The regulator says that the Spanish society set up its licensing system so that most broadcasters have to accept a flat rate licence. This means that what they pay SGAE is not “related to the actual use they make of its repertoire, both in terms of the number of works and the intensity of their use”.
That is unfair on the broadcasters, CNMC says, but also makes it difficult for smaller rival societies to get radio and TV companies to the negotiating table. Because if a broadcaster gets a licence from another society and uses music from its repertoire, and therefore less music from the SGAE repertoire, what it has to pay to SGAE stays the same.
This is all super relevant in Spain because there is now a second song rights collecting society in the country, Unison, which competes for songwriter and publisher members. Unison launched in 2017 capitalising on changes in European law that sought to bring about more competition into the collective licensing marketplace across Europe.
At the time SGAE was embroiled in various controversies about the society's governance and, more specifically, how it was distributing broadcast royalties.
This made shifting over to Unison attractive for many Spanish writers and publishers. However, Unison has claimed, SGAE put in place anticompetitive measures to make it unnecessarily difficult for members to move their rights to the new society, and for Unison to negotiate licensing deals with users of its repertoire.
CNMC previously ruled that SGAE’s attempts to make it difficult for members to switch to Unison were indeed anticompetitive, fining the society €2.95 million. Unison also successfully sued for damages in relation to that conduct, a ruling that was upheld on appeal earlier this year.

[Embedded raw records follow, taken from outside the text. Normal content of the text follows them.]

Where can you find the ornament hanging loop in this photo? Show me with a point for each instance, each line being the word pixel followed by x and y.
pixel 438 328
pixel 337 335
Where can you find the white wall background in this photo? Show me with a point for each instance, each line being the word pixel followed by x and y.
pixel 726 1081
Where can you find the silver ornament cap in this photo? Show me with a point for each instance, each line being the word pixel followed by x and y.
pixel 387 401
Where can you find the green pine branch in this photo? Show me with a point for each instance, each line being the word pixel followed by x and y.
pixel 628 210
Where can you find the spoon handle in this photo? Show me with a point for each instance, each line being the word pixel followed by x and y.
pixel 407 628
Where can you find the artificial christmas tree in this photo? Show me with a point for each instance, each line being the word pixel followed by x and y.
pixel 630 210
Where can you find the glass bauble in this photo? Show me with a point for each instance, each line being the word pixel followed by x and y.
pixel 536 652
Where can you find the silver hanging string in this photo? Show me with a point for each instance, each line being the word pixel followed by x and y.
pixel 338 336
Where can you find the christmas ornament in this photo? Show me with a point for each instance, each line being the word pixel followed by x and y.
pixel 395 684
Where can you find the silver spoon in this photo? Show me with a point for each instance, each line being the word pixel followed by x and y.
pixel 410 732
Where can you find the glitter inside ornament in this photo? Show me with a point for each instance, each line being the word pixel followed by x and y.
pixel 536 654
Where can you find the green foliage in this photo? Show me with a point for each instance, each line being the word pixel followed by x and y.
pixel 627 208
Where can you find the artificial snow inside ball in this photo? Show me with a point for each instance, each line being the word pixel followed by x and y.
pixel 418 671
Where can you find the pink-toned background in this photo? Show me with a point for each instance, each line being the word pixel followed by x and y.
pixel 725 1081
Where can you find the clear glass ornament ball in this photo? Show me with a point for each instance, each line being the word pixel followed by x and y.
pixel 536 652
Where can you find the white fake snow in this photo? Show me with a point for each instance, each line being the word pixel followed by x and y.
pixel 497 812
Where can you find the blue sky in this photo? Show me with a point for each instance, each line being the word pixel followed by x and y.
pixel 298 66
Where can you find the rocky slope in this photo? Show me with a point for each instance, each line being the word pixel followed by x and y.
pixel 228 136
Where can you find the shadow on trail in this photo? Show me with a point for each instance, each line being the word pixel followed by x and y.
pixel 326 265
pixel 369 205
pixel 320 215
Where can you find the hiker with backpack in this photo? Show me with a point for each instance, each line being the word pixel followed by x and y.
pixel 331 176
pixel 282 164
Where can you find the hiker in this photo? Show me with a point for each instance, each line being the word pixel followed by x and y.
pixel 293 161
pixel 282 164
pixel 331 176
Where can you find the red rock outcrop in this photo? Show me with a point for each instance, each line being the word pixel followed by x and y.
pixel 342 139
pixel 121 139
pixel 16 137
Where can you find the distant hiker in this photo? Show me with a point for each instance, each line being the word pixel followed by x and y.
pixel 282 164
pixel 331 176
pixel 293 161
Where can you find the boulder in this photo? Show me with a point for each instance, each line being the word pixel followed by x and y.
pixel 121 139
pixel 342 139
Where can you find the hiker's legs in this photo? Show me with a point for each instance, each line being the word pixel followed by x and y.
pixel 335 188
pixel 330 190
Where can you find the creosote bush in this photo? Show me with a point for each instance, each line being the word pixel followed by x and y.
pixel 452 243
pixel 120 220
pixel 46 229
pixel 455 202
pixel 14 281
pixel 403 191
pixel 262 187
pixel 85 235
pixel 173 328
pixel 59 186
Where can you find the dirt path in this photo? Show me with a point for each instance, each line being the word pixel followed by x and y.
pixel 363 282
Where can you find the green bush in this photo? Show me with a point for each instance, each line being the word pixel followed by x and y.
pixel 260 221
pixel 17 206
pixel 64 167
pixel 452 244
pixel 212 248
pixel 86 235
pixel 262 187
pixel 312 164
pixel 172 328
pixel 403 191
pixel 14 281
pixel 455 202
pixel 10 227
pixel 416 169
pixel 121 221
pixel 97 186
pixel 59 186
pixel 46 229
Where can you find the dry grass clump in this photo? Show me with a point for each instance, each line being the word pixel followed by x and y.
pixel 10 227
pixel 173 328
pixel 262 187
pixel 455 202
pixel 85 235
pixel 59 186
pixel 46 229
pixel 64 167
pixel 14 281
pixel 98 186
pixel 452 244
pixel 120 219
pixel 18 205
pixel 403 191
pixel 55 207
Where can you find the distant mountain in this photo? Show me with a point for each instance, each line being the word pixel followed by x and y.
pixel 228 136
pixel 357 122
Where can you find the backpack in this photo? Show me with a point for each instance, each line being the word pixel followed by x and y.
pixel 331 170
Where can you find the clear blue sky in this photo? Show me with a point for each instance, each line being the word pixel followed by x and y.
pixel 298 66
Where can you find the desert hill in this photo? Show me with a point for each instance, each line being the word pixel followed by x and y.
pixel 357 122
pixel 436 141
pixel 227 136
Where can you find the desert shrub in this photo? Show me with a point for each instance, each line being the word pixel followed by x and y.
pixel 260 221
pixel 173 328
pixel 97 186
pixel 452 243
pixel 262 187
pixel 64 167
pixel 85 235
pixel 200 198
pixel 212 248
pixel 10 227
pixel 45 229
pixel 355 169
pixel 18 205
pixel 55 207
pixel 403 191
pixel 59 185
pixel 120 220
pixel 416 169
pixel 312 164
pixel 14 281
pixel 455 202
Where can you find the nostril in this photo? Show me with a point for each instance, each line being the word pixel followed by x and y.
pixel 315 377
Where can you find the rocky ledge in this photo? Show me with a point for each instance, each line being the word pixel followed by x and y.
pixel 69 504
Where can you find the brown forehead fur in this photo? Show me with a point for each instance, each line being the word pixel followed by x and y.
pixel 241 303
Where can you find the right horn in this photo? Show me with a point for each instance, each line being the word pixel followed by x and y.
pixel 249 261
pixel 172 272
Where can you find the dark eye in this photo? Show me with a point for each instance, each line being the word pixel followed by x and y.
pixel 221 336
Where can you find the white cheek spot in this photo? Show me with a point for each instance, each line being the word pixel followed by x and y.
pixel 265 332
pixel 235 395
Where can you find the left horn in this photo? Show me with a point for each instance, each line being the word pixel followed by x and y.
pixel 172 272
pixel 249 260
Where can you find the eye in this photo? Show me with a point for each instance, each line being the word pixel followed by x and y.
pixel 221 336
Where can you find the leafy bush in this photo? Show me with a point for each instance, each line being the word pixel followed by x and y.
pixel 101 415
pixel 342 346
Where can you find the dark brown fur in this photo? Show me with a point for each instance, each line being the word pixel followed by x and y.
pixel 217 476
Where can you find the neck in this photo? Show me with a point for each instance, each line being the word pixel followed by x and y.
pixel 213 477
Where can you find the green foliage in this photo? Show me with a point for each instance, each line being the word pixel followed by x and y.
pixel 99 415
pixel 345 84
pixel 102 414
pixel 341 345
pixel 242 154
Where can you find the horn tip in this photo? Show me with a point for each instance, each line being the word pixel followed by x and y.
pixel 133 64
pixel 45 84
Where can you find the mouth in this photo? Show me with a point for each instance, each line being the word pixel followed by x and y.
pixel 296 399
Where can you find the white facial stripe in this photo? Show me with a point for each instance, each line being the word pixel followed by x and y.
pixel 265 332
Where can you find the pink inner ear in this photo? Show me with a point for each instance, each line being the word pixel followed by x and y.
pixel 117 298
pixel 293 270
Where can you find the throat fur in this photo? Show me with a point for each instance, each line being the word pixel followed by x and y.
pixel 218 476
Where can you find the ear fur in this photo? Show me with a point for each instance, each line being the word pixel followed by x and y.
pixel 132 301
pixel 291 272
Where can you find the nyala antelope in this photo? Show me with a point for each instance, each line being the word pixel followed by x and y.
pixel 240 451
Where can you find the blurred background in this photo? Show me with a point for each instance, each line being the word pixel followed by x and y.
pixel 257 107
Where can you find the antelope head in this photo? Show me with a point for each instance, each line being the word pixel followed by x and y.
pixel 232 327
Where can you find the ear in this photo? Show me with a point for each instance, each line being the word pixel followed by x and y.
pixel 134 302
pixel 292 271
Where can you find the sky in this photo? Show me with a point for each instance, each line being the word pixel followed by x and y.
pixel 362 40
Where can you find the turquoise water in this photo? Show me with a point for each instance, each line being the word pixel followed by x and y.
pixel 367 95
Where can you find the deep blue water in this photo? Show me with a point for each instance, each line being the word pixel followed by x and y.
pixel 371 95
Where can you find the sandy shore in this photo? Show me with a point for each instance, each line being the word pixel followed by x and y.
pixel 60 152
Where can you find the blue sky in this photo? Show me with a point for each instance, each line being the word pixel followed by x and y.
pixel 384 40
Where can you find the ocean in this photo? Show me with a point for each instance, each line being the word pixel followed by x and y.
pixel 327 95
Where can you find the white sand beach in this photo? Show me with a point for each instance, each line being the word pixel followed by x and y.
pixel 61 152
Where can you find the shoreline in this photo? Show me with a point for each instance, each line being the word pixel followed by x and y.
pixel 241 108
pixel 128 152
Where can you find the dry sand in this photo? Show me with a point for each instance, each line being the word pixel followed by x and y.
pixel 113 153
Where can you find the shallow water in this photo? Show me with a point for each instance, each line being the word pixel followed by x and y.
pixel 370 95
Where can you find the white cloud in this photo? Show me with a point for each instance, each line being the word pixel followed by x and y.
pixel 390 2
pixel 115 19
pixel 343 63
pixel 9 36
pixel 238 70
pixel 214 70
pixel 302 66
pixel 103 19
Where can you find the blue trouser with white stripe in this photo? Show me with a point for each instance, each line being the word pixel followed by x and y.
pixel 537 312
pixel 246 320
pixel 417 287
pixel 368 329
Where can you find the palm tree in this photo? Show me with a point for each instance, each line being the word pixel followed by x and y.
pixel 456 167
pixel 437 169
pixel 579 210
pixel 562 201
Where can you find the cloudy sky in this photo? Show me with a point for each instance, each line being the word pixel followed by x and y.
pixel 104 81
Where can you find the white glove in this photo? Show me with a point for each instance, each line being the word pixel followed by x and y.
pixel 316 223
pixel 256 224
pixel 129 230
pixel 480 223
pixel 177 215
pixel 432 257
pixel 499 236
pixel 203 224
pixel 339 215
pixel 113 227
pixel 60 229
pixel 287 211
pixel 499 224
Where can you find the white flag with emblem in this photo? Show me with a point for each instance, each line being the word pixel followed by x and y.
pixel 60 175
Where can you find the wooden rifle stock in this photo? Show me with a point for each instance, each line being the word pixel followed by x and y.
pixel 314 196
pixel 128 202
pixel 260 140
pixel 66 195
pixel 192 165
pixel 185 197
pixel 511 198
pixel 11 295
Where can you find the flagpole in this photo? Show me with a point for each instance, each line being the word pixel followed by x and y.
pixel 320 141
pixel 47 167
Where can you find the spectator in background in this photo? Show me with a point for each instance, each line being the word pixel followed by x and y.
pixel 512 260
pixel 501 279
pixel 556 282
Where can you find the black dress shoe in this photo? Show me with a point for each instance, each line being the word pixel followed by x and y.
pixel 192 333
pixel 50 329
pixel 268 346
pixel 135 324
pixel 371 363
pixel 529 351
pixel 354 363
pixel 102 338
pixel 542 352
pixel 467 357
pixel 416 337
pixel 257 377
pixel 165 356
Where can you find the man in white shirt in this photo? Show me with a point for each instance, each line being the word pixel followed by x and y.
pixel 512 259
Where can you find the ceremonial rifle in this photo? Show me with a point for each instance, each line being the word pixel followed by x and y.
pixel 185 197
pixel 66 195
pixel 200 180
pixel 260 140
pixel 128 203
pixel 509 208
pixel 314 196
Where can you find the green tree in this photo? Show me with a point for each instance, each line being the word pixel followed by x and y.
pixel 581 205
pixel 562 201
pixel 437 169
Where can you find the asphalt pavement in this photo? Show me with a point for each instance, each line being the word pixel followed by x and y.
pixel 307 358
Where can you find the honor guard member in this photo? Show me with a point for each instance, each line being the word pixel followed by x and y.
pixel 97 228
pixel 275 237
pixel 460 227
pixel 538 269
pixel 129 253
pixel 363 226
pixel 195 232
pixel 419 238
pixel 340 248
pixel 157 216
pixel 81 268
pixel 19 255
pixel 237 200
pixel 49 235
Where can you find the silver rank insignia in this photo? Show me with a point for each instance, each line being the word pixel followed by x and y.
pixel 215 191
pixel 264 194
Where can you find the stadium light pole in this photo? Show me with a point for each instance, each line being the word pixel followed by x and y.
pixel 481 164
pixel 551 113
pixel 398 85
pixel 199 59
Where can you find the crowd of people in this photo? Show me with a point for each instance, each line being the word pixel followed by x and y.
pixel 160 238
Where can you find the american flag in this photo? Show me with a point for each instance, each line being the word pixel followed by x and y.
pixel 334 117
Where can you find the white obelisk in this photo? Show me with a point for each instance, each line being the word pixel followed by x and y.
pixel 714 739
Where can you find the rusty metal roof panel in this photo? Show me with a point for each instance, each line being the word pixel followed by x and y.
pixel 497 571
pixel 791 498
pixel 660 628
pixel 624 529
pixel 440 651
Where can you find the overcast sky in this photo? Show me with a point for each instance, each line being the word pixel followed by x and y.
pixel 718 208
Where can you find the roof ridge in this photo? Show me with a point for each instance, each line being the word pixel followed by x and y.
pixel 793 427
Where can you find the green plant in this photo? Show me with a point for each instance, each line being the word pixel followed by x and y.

The separate CNMC investigation into SGAE’s broadcast licensing was launched in 2022. In its findings, the regulator also criticises SGAE for “presenting its musical repertoire to users as universal” and “offering guarantees of indemnity against possible claims from third parties for the use of rights not belonging to its repertoire”. Those practices also reduce the incentive for broadcasters to negotiate licences with Unison, the CNMC concludes.
Welcoming the ruling, Unison says “with this new resolution, the CNMC confirms that SGAE has been abusing its dominant position continuously since 2016, imposing and maintaining significant barriers to entry for new operators”. The new ruling should force SGAE to change its broadcast licensing model otherwise it will be subject to additional fines.